Purpose: To evaluate the outcome of palliative care based on patientassessed outcome and investigate associations between symptom prioritization, initial symptom scoring, and treatment outcome.
Patients and Methods: Over two years, 267 consecutive, eligible patients were referred to our department of palliative medicine and asked to participate in a questionnaire-based evaluation of quality of life (QOL). On arrival, 175 patients participated in the study and 142, 119, and 95 also participated at 1, 2, and 3 weeks, respectively. Every week, participants named and prioritized their five most important symptoms and completed the self-assessment questionnaires European Organization for Research and Treatment of Cancer Quality of Life Questionnaire (EORTC QLQ-C30), Edmonton Symptom Assessment System (ESAS), Hospital Anxiety and Depression Scale (HADS), and Multidimensional Fatigue Inventory (MFI-20). The doctor assessed cognitive status using the Mini Mental State Examination (MMSE). Changes from the initial symptom scores for each week were calculated and compared with prioritization of the particular symptom.

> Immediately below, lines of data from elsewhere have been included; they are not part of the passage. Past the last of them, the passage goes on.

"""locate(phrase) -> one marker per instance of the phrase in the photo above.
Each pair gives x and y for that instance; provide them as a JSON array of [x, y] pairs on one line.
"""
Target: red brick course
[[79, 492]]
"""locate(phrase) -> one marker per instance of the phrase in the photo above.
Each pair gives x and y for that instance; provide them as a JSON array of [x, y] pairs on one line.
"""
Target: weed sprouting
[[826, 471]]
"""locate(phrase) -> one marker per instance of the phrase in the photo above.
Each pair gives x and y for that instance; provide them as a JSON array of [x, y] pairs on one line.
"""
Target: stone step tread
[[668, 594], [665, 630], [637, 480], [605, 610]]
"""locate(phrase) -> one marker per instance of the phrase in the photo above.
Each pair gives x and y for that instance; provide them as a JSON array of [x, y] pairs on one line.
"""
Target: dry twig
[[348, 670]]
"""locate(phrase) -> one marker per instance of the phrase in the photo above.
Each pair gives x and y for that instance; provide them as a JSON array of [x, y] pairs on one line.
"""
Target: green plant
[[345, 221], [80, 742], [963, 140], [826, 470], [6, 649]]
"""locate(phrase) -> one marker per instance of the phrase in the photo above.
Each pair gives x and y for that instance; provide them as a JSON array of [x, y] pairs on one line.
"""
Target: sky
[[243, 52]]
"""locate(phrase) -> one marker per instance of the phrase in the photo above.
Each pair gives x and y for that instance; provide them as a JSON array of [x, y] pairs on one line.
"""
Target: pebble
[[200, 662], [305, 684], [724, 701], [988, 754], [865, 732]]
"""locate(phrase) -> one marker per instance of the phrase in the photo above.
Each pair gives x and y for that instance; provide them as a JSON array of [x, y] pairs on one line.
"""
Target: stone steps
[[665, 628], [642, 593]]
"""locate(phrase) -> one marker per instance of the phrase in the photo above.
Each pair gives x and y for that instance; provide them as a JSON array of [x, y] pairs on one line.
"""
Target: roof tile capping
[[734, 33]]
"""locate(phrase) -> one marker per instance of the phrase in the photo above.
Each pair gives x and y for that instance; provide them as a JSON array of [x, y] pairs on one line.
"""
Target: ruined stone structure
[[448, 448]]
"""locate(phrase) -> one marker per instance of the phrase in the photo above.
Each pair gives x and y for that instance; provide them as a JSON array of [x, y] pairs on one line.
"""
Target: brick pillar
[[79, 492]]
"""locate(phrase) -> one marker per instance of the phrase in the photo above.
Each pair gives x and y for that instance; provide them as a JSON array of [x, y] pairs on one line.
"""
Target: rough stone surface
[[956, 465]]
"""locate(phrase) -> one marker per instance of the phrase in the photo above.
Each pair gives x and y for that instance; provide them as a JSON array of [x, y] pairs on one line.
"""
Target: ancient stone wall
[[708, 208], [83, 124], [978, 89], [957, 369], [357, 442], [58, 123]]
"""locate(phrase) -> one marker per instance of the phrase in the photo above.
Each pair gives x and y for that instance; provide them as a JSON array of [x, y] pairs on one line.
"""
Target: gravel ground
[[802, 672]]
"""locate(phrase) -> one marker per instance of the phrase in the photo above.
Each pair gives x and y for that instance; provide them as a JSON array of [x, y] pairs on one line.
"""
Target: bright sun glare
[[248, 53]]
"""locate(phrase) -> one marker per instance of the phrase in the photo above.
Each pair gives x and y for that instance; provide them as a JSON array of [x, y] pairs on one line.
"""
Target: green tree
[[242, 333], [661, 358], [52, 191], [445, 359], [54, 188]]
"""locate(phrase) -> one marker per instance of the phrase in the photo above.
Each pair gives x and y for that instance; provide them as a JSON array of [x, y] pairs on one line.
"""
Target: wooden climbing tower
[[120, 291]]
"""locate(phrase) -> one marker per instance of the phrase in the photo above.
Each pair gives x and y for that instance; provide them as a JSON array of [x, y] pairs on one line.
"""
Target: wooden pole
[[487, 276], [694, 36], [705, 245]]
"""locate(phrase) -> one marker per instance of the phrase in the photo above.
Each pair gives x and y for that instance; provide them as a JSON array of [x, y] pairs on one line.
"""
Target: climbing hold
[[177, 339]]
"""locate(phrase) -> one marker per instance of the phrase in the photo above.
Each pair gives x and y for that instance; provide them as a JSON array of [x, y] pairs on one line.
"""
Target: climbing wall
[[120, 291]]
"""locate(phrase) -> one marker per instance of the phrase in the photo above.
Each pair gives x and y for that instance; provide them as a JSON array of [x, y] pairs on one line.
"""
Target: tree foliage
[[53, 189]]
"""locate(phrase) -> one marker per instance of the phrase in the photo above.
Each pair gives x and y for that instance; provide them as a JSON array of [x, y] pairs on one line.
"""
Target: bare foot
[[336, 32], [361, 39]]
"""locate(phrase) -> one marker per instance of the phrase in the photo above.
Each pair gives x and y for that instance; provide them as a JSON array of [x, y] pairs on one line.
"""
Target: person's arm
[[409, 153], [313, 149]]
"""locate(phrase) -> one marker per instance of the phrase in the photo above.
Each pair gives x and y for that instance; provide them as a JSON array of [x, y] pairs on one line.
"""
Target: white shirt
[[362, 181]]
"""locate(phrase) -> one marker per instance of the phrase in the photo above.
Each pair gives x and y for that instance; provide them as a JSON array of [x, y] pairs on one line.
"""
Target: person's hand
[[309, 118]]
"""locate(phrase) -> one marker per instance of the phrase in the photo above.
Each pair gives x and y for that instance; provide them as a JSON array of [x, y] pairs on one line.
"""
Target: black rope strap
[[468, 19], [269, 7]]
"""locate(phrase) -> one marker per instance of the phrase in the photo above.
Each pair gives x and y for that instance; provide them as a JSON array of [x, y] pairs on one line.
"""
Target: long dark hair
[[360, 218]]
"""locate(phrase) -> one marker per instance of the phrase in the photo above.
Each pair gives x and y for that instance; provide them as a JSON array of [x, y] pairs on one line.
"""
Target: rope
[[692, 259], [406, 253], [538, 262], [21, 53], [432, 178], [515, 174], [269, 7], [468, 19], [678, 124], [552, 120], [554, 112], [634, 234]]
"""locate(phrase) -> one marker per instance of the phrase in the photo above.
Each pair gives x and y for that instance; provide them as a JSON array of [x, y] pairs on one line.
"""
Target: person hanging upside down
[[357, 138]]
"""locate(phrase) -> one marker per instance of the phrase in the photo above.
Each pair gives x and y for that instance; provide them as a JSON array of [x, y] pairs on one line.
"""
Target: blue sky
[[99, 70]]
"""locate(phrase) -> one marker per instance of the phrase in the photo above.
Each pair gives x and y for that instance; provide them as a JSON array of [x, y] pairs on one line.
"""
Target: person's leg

Results: The patients presented with high initial symptom intensity. Significant improvements were seen over 1, 2, and 3 weeks for many symptoms. The five most frequently prioritized symptoms were pain, fatigue, physical function, appetite, and nausea/vomiting. Patient symptom priority was associated with initial scoring for pain, appetite, nausea/vomiting, dyspnea, depression, constipation, and anxiety and also with the change in scoring over time for pain, appetite, and constipation.
Conclusion: A positive effect of palliative treatment was identified. For many symptoms, the symptom prioritization was associated with quantitative symptom self-assessment and for some also with the change in scoring over time.